5 Febbraio 2003
1. Continuando nella nostra meditazione sui testi della Liturgia delle Lodi, ritorniamo a considerare un Salmo già proposto, il più breve di tutte le composizioni del Salterio.
È il Salmo 117 appena ascoltato, una sorta di piccolo inno, analogo a una giaculatoria che si espande in una lode universale al Signore. Ciò che viene proclamato è espresso attraverso due parole fondamentali: amore e fedeltà ( Sal 117,2 ).
Con questi termini il Salmista illustra sinteticamente l’alleanza tra Dio e Israele, sottolineando il rapporto profondo, leale e fiducioso che intercorre tra il Signore e il suo popolo.
Sentiamo qui l’eco delle parole che Dio stesso aveva pronunziato al Sinai presentandosi davanti a Mosé: « Il Signore, il Signore, Dio misericordioso e pietoso, lento all’ira e ricco di grazia e di fedeltà » ( Es 34,6 ).
2. Pur nella sua brevità ed essenzialità, il Salmo 117 coglie il cuore della preghiera, che consiste nell’incontro e nel dialogo vivo e personale con Dio.
In tale evento il mistero della Divinità si svela come fedeltà e amore.
Il Salmista aggiunge un aspetto particolare della preghiera: l’esperienza orante deve irradiarsi nel mondo, trasformandosi in testimonianza presso chi non condivide la nostra fede.
Infatti, in apertura, l’orizzonte si allarga a « tutti i popoli » e a « tutte le nazioni » ( Sal 117,1 ), perché di fronte alla bellezza e alla gioia della fede siano anch’esse conquistate dal desiderio di conoscere, incontrare e lodare Dio.
3. In un mondo tecnologico minato da un’eclisse del sacro, in una società che si compiace in una certa autosufficienza, la testimonianza dell’orante è come un raggio di luce nell’oscurità.
In un primo tempo può solo incuriosire, poi può indurre la persona riflessiva a interrogarsi sul senso della preghiera e, infine, può suscitare un crescente desiderio di farne l’esperienza.
Per questo, la preghiera non è mai un evento solitario, ma tende a dilatarsi fino a coinvolgere il mondo intero.
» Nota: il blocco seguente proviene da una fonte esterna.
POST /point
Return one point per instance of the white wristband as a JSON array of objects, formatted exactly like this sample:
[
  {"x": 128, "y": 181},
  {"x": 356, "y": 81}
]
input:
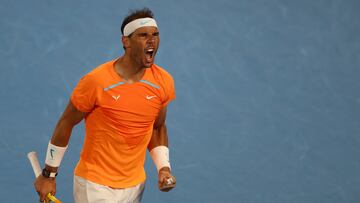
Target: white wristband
[
  {"x": 160, "y": 156},
  {"x": 54, "y": 155}
]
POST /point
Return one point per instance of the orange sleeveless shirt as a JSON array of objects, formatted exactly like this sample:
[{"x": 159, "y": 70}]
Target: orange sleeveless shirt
[{"x": 119, "y": 123}]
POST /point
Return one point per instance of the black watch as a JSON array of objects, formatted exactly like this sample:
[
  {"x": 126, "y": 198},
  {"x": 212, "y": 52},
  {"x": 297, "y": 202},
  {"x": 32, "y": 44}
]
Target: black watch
[{"x": 48, "y": 174}]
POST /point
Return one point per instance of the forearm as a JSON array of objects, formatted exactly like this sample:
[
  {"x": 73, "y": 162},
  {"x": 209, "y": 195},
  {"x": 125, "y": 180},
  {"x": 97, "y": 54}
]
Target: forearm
[{"x": 61, "y": 136}]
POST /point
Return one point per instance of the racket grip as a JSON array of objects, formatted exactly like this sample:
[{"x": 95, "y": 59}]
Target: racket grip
[{"x": 32, "y": 156}]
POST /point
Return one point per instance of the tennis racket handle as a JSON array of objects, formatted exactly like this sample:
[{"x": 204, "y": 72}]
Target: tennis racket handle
[{"x": 32, "y": 156}]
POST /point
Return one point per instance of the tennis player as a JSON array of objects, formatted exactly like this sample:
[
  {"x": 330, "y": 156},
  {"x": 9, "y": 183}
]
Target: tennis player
[{"x": 124, "y": 104}]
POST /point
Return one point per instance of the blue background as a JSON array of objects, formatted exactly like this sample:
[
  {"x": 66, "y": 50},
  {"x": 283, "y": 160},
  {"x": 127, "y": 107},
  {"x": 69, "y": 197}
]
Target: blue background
[{"x": 268, "y": 94}]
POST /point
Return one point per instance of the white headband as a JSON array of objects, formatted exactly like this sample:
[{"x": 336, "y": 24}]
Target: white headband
[{"x": 138, "y": 23}]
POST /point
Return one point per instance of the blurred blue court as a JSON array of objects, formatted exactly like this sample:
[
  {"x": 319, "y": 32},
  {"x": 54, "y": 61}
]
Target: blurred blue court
[{"x": 268, "y": 94}]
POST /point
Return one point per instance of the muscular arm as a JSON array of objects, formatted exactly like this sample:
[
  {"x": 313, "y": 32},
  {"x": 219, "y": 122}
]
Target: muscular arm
[
  {"x": 159, "y": 136},
  {"x": 60, "y": 137}
]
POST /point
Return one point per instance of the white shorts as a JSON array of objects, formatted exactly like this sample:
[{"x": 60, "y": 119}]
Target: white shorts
[{"x": 89, "y": 192}]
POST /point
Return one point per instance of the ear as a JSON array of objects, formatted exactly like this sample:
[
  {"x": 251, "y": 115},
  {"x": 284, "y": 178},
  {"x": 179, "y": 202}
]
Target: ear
[{"x": 125, "y": 41}]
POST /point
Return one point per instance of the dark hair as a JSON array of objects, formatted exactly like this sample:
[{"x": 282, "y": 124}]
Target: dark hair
[{"x": 136, "y": 14}]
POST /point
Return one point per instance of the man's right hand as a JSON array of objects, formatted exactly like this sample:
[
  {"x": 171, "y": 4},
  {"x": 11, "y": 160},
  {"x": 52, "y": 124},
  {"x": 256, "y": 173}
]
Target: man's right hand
[{"x": 43, "y": 186}]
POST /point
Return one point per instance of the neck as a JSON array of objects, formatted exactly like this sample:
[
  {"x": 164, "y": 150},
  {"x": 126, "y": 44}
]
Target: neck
[{"x": 128, "y": 69}]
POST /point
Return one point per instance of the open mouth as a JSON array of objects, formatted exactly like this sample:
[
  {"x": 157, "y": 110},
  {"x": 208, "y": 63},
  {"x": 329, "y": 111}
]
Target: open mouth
[{"x": 149, "y": 54}]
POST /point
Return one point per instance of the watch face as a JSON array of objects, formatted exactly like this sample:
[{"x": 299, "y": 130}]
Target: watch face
[{"x": 48, "y": 174}]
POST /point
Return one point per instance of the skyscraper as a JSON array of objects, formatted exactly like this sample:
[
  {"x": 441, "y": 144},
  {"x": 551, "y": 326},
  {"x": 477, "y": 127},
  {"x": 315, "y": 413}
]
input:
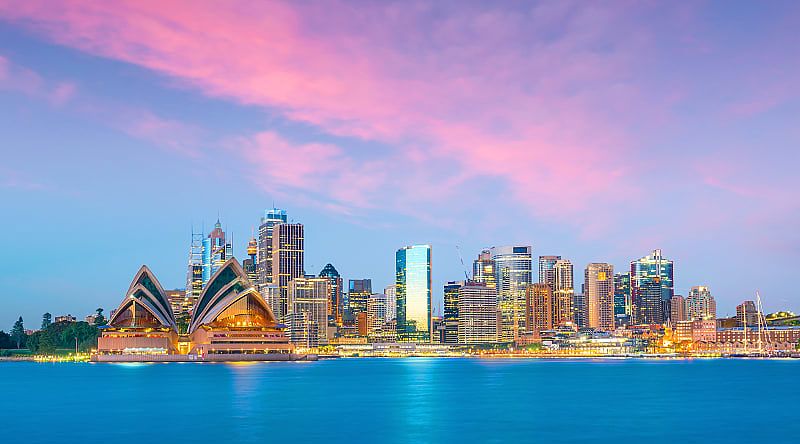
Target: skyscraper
[
  {"x": 483, "y": 269},
  {"x": 599, "y": 293},
  {"x": 477, "y": 314},
  {"x": 336, "y": 303},
  {"x": 308, "y": 310},
  {"x": 563, "y": 293},
  {"x": 622, "y": 298},
  {"x": 450, "y": 316},
  {"x": 271, "y": 218},
  {"x": 700, "y": 304},
  {"x": 413, "y": 282},
  {"x": 539, "y": 307},
  {"x": 215, "y": 252},
  {"x": 287, "y": 260},
  {"x": 547, "y": 270},
  {"x": 651, "y": 288},
  {"x": 513, "y": 271}
]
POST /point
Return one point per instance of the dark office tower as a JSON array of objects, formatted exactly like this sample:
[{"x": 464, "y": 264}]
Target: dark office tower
[
  {"x": 287, "y": 261},
  {"x": 483, "y": 270},
  {"x": 358, "y": 292},
  {"x": 547, "y": 270},
  {"x": 622, "y": 299},
  {"x": 335, "y": 300},
  {"x": 450, "y": 317},
  {"x": 652, "y": 288},
  {"x": 271, "y": 218}
]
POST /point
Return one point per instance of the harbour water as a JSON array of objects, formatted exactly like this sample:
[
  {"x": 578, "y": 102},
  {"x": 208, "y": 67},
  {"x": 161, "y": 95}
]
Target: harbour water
[{"x": 414, "y": 400}]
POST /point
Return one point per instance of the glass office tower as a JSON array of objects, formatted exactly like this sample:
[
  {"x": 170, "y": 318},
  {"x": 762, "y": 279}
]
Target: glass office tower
[{"x": 413, "y": 288}]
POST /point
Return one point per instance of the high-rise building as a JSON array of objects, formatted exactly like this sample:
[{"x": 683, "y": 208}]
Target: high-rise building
[
  {"x": 216, "y": 251},
  {"x": 450, "y": 317},
  {"x": 336, "y": 302},
  {"x": 652, "y": 288},
  {"x": 677, "y": 308},
  {"x": 547, "y": 270},
  {"x": 413, "y": 282},
  {"x": 249, "y": 265},
  {"x": 308, "y": 310},
  {"x": 287, "y": 261},
  {"x": 358, "y": 292},
  {"x": 477, "y": 314},
  {"x": 484, "y": 270},
  {"x": 563, "y": 293},
  {"x": 700, "y": 304},
  {"x": 539, "y": 307},
  {"x": 391, "y": 302},
  {"x": 513, "y": 271},
  {"x": 599, "y": 291},
  {"x": 271, "y": 218},
  {"x": 622, "y": 298}
]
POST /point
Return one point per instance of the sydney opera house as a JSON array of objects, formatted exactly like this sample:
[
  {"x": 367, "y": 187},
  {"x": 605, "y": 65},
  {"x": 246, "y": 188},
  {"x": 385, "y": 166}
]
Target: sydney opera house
[{"x": 230, "y": 321}]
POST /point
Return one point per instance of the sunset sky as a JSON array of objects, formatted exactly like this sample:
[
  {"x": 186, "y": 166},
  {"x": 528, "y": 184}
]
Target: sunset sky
[{"x": 594, "y": 130}]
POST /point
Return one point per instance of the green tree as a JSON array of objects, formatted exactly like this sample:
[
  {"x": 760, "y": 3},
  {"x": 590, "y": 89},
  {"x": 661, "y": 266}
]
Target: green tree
[
  {"x": 18, "y": 332},
  {"x": 47, "y": 319},
  {"x": 100, "y": 320}
]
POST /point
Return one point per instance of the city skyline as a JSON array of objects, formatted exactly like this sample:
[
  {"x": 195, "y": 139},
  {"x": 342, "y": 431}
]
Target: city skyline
[{"x": 603, "y": 134}]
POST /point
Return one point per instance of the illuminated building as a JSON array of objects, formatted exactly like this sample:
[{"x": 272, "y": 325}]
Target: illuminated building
[
  {"x": 450, "y": 317},
  {"x": 413, "y": 287},
  {"x": 700, "y": 304},
  {"x": 677, "y": 306},
  {"x": 622, "y": 298},
  {"x": 335, "y": 300},
  {"x": 287, "y": 261},
  {"x": 563, "y": 293},
  {"x": 271, "y": 218},
  {"x": 483, "y": 269},
  {"x": 539, "y": 307},
  {"x": 215, "y": 252},
  {"x": 143, "y": 322},
  {"x": 599, "y": 291},
  {"x": 477, "y": 314},
  {"x": 308, "y": 310},
  {"x": 358, "y": 292},
  {"x": 513, "y": 271},
  {"x": 651, "y": 288},
  {"x": 547, "y": 270}
]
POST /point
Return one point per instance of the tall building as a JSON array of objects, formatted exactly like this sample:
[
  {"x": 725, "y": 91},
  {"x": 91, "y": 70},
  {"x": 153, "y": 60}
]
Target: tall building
[
  {"x": 477, "y": 314},
  {"x": 249, "y": 265},
  {"x": 358, "y": 292},
  {"x": 547, "y": 270},
  {"x": 652, "y": 288},
  {"x": 308, "y": 310},
  {"x": 539, "y": 307},
  {"x": 391, "y": 302},
  {"x": 563, "y": 293},
  {"x": 287, "y": 261},
  {"x": 513, "y": 271},
  {"x": 271, "y": 218},
  {"x": 599, "y": 291},
  {"x": 622, "y": 298},
  {"x": 450, "y": 316},
  {"x": 335, "y": 300},
  {"x": 413, "y": 282},
  {"x": 677, "y": 308},
  {"x": 483, "y": 269},
  {"x": 700, "y": 304},
  {"x": 216, "y": 251}
]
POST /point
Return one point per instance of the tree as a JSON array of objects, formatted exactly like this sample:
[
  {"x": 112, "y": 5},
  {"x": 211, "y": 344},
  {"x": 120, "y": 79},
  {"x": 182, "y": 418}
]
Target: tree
[
  {"x": 18, "y": 332},
  {"x": 47, "y": 319},
  {"x": 100, "y": 320}
]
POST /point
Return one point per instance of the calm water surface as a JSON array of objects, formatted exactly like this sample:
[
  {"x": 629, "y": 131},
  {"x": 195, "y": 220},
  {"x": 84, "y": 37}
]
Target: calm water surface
[{"x": 403, "y": 400}]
4. Noi ora accompagniamo il Salmo 116 con le parole di un grande Padre della Chiesa d’Oriente, sant’Efrem il Siro, vissuto nel quarto secolo.
In uno dei suoi Inni sulla Fede, il quattordicesimo, egli esprime il desiderio di non far cessare mai la lode di Dio, coinvolgendo anche « tutti coloro che comprendono la verità » divina.
Ecco la sua testimonianza: « Come può la mia arpa, Signore, cessare la tua lode? / Come potrei insegnare alla mia lingua l’infedeltà? / Il tuo amore ha dato confidenza al mio imbarazzo, / ma la mia volontà è ancora ingrata ( strofa 9 ).
È giusto che l’uomo riconosca la tua divinità, / è giusto per gli esseri celesti lodare la tua umanità; / gli esseri celesti erano stupiti di vedere quanto ti sei annientato, / e quelli della terra di vedere quanto ti sei esaltato» ( str. 10: L’Arpa dello Spirito, Roma 1999, pp. 26-28 ).
5. In un altro inno ( Inni di Nisibi, 50 ) sant’Efrem conferma questo suo impegno di lode incessante, e ne esprime il motivo nell’amore e nella compassione divina per noi, proprio come suggerisce il nostro Salmo.
« In te, Signore, possa la mia bocca far uscire la lode dal silenzio. / Che le nostre bocche non siano povere di lode, / che le nostre labbra non siano povere nel confessare; / possa la tua lode vibrare in noi! ( str. 2 ).
Poiché è nel nostro Signore che la radice della nostra fede è innestata; / benché lontano, tuttavia egli è vicino nella fusione dell’amore. / Che le radici del nostro amore siano legate a lui, / che la piena misura della sua compassione sia effusa su di noi» ( str. 6: ibid., pp. 77.80 ).